Kızıldere olayından yaklaşık 1 sene sonra Kürkçü yine olayda öldürülen İngilizler için ise şunları söylemekteydi:
Ben hayatımda hiçbir zaman duymadığım sesleri, görmediğim şeyleri, pek az kişinin görebileceği, duyabileceği sesleri duydum, kan sesi duydum. Artık arkadaşlarımın bu meselede hiçbir sorumlulukları kalmadığı halde, İngilizlerin Boşu boşuna akan kanlarının seslerini duydum.
"Silaha sarıldığım için tarihe karşı ve kendi halkıma karşı suç işlediğim inancındayım
Mahir Çayanın tesiri altında kaldık, bütün felaketler dizisi zaten bunun yüzünden meydana gelmiştir. Kaprisleri için 13 insani hiç düşünmeden ölüme attı."
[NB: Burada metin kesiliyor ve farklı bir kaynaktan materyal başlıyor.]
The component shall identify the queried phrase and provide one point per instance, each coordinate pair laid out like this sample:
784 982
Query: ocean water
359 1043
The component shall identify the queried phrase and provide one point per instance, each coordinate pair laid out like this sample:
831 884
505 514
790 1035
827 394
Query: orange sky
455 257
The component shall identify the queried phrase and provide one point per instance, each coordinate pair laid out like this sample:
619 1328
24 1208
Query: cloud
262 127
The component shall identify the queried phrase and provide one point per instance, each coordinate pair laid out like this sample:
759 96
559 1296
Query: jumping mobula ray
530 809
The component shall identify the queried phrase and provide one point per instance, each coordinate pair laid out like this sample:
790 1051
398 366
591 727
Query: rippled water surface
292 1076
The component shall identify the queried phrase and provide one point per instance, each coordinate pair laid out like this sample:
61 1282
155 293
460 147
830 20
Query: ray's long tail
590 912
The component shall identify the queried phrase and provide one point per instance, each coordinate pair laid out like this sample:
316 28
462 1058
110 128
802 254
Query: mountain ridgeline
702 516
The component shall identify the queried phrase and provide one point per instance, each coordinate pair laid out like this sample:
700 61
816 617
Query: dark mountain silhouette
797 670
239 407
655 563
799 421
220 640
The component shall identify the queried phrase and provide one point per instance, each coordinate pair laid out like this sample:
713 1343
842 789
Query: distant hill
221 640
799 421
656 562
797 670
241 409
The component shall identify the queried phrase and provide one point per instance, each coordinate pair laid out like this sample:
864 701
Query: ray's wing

http://www.sosyalistforum.net/politik-gundem/62773-ertugrul-icin-yazilanlar.html
Yazıyı okuyunca yazıyazforum'da geçen bir tartışmayı hatırladım. O zamanki adminimiz Sn.Ayanoğlu, konu nasıl oraya gelmişse, Ertuğrul Kürkçü'nün mahkemede ''arkadaşlarını sattığını'' söylemişti. Karşı çıktığımı, böyle bir şeyin olamayacağını söylemiştim. Tepkim böyleydi. Sn.Ayanoğlu'ndan kaynak istediğimde ''iddianamesinde var'' dediğini de hatırlıyorum. Sonra o tartışma nereye varmıştı, şimdi pek de hatırlamıyorum. turgut-fatsa'nın alıntısının da bir kaynağı yok. Ben de Kürkçü'ye atfedilen bu sözlerin kaynağına ulaşamamış ve ''iddianame''yi de bulamamıştım. Sn.Ayanoğlu'nun ''arkadaşlarını sattı'' demesiyle bu sözlerin pek de ilgisi yok. Ama turgut-fatsa'nın alıntıladığı ifadeler Kürkçü'ye aitse, üzerinde durmaya değer.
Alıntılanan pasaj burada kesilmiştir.